4)What is the x-component of the net torque about the z axis on the disk?
0

5)What is the y-component of the net torque about the z axis on the disk?
0

6) What is the z-component of the net torque about the z axis on the disk?
100.184303

7)What is the magnitude of the angular acceleration about the z axis of the disk?
12.87372622

8)If the disk starts from rest, what is the rotational energy of the disk after the forces have been applied for t = 1.6 s? (disk is starting from stop)
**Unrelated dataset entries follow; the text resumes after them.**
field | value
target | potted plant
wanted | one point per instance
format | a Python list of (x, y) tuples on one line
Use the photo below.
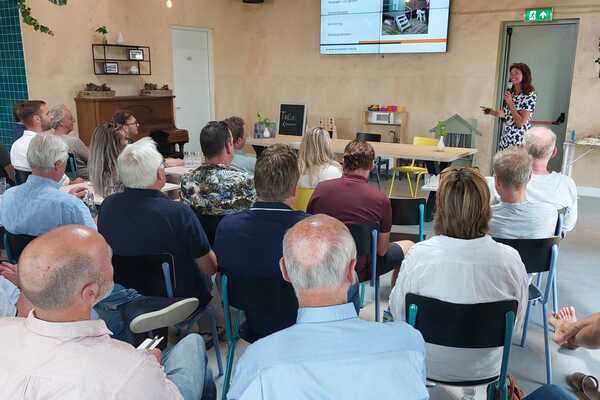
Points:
[(441, 131), (103, 31), (264, 128)]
All above answers are correct I'm just having trouble figuring out 8
Please help! thanks!

Answer 1

The rotational energy of the disk after the forces have been applied for t = 1.6 s is 8.845 J.

Answer 2

To find the rotational energy of the disk, we need to use the equation:

Rotational Energy = (1/2) * moment of inertia * angular velocity^2

The moment of inertia of a uniform disk rotating about its central axis is given by:

moment of inertia = (1/2) * mass * radius^2

Let's calculate the moment of inertia first:

moment of inertia = (1/2) * (8.54 kg) * (1.35 m)^2
moment of inertia = 8.1166 kg·m^2

Since the disk starts from rest, the initial angular velocity is zero (ω0 = 0). We can find the final angular velocity (ω) using the equation:

torque = moment of inertia * angular acceleration

From question 7, we already know the magnitude of the angular acceleration:

angular acceleration = 12.87372622 rad/s^2

We can rearrange the equation to solve for angular acceleration:

torque = moment of inertia * angular acceleration

Let's calculate the torque due to F3 using:

torque on disk = force * lever arm

The lever arm is the perpendicular distance from the force to the axis of rotation (in this case, the z-axis). The force F3 is given as 333 N, and the angle θ is given as 39°. We can use trigonometry to find the lever arm:

lever arm = force * sin(θ)

lever arm = (333 N) * sin(39°)
lever arm = 203.21775 N

Now, let's calculate the torque using:

torque on disk = lever arm * force

torque on disk = (203.21775 N) * (333 N)
torque on disk = 67,675.25275 N·m

Now, we can substitute the values into the equation:

torque = moment of inertia * angular acceleration

torque = (8.1166 kg·m^2) * (12.87372622 rad/s^2)
torque = 104.5779 N·m

Now, we can use this torque value to find the final angular velocity (ω):

torque = moment of inertia * angular acceleration

torque = moment of inertia * (final angular velocity - initial angular velocity)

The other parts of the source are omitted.